There was another side at the medial talonavicular joint, moved like early tearing of the medial
talonavicular joint behind the posterior tib tendon. It was similar in its presentation to the other tear. We
debrided that and utilized the Vicryl suture with buried hidden knot to create a smooth gliding surface over
that site as well. The distal one was the larger of the two. Following completion of those repairs, it was
notable remove or clean the posterior tib tendon that there was a hemorrhage in the FDL sheath proximal.

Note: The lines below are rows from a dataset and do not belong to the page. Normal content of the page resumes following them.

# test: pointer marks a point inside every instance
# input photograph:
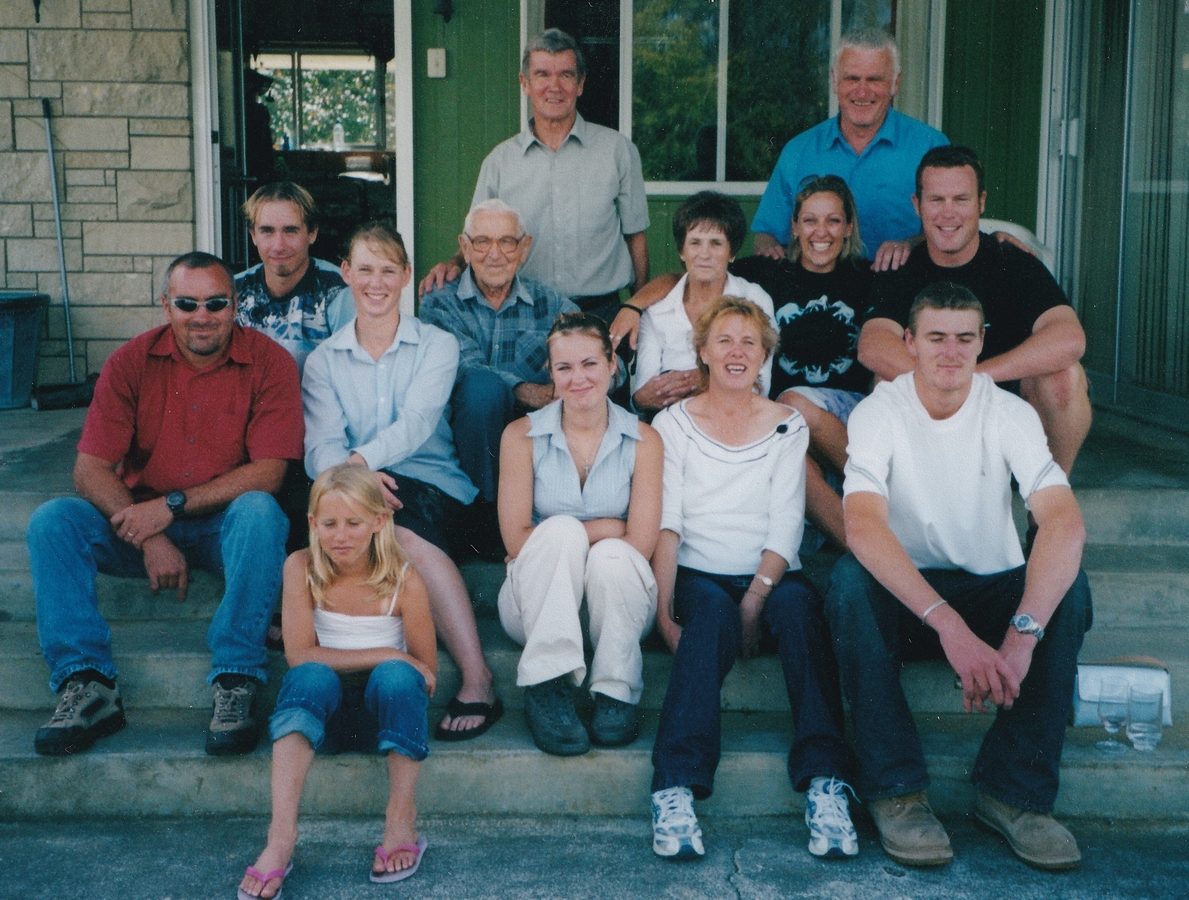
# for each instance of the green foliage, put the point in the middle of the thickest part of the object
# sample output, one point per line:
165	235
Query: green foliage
778	83
674	82
328	96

At the proximal incision, we made a small opening in the FDL tendon sheath where immediately there was
bloody fatty infiltrate again around the hemorrhage. We cleaned and washed that out. We released more
of the tendon as we noted that the FDL had a distal excursion of muscle belly that was historically longer
than usually seen, I would consider it peroneal quartus as it went distal, it could have caused some level of
pinching of the FDL and could have also been part of her pain. We then seized the muscle belly off the
FDL tendon proximal to the malleolar groove with the posterior tib tendon to get it completely out of the
potential field. We irrigated with normal sterile saline. The FDL was in perfect condition. The FDL also
had tenosynovitis which was debrided out of the sheath. The patient had what appeared to have proximal
stenosis in the FDL while placing my pinky finger which is proximal on the FDL there was some adhesion
and that was freed bluntly with essentially finger mechanism under pressure. After examination of range
of motion and all bluntly had completed, and repaired what could have possibly caused her chronic pain.
Irrigated extensively with normal sterile saline, closed the posterior tibialis tendon sheath with 2-0 Vicryl.
We closed the subcu tissues with 3-0 Vicryl and the skin closed with 4-0 nylon. Following completion of
procedure, 50 cc of Bupivacaine/Ketorolac were infiltrated in the foot and ankle block.